Medikamentengabe war fachlich indiziert und von arzneimittelrechtlichen Vorschriften gedeckt

Von Ortmüller verschwiegen (oder nicht gewusst?) wird außerdem, dass laut Aufsichtsbehörde des Erlanger Landesamts für Gesundheit und Lebensmittelsicherheit (LGL) die „Anwendung fachlich indiziert und somit von den arzneitmittelrechtlichen Vorschriften gedeckt gewesen“ sei (siehe Filmbeitrag im BR bei Stelle 2:01).

Auch von einer „konsequenten Ruhigstellung“ von Delfinen durch Psychopharmaka – wie dies immer wieder von extremen Delfinariengegnern vorgebracht wird – kann keine Rede sein.

Zoo-Direktor weist Vorwürfe zurück

In einem Zeitungsartikel, der anlässlich Ortmüllers Vorwürfen erschien, bestätigt Dag Encke – der Leiter des Nürnberger Tiergartens – außerdem, dass die Verabreichung von diesen Medikamenten (gemeint ist u.a. Diazepam) nur nach Absprache und mit Genehmigung eines Amtstierarztes erfolge. Siehe dazu bitte Tierschützer kritisieren Arzneieinsatz.

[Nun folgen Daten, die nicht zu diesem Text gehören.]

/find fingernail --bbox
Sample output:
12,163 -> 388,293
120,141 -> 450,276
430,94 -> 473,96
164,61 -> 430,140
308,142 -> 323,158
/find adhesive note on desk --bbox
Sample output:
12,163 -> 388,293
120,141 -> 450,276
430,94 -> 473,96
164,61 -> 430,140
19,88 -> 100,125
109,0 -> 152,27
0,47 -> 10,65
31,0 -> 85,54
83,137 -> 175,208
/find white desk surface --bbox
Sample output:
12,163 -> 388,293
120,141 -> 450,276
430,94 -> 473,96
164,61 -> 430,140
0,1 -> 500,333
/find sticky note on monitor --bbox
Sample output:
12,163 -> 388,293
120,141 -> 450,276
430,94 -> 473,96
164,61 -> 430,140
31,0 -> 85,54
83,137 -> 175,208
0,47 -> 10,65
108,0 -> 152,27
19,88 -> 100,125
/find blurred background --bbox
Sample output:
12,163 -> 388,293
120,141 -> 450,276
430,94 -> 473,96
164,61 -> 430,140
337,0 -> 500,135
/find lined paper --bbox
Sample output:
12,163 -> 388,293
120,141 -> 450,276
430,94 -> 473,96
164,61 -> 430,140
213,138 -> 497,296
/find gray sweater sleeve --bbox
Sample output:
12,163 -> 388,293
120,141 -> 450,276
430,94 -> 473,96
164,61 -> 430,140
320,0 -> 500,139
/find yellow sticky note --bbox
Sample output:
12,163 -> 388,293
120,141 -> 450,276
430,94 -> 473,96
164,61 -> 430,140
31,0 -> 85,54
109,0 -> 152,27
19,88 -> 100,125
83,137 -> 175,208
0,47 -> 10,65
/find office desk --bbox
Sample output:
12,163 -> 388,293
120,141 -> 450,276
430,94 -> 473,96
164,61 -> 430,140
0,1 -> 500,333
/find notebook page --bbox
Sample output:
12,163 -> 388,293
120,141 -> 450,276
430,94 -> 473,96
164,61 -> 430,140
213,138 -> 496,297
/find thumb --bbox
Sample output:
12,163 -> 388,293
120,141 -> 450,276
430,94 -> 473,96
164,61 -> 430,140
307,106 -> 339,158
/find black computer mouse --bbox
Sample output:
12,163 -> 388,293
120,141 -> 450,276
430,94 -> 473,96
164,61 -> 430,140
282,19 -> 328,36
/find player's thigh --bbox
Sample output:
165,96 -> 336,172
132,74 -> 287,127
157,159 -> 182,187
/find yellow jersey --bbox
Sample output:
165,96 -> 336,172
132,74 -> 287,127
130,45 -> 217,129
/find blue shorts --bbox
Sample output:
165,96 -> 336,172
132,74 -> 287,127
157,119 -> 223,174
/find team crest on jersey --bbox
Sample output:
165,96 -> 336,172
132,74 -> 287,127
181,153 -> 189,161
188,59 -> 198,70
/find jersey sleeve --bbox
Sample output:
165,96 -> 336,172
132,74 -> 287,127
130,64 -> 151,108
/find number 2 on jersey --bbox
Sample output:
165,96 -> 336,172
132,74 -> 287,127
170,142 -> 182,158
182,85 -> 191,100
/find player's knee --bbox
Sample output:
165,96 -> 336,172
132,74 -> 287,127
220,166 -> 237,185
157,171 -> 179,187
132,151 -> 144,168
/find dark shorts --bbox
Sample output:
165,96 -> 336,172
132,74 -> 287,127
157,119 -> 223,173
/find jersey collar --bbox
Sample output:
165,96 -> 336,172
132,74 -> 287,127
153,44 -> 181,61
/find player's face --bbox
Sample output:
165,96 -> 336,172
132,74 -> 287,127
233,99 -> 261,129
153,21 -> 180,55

(Fragwürdige) Aktionen extremer Organisationen

Was sich extreme Delfinariengegner noch so alles einfallen lassen, um zwei vorbildlich geführte Einrichtungen, die allen amtlichen Vorgaben genügen und sogar darüber hinaus immer wieder in Optimierungen investieren, zu schließen, kann man in einer Zusammenstellung unter (Fragwürdige) Aktionen extremer Organisationen finden.

Zum Thema

* Tiermedizinische Praxis bei Delfinen
* Fernsehbeitrag des Bayrischen Rundfunks vom 25. Juni 2015 Tiergarten Nürnberg – Delfine ruhiggestellt?

1 Kommentare

  1. Wie der stellvertretende Chefredakteur der Nürnberger Nachrichten Michael Husarek Ortmüllers Aktionen einstuft, kann man in dessen Kommentar vom 26.6.2015 lesen.

    Delfinhaltung in Tiergärten zu kristisieren, sei legitim. Doch solle dabei das Gebot der Fairness nicht zugunsten des Schielens nach Schlagzeilen aufgegeben werden.

    Dem ist nichts mehr hinzuzufügen.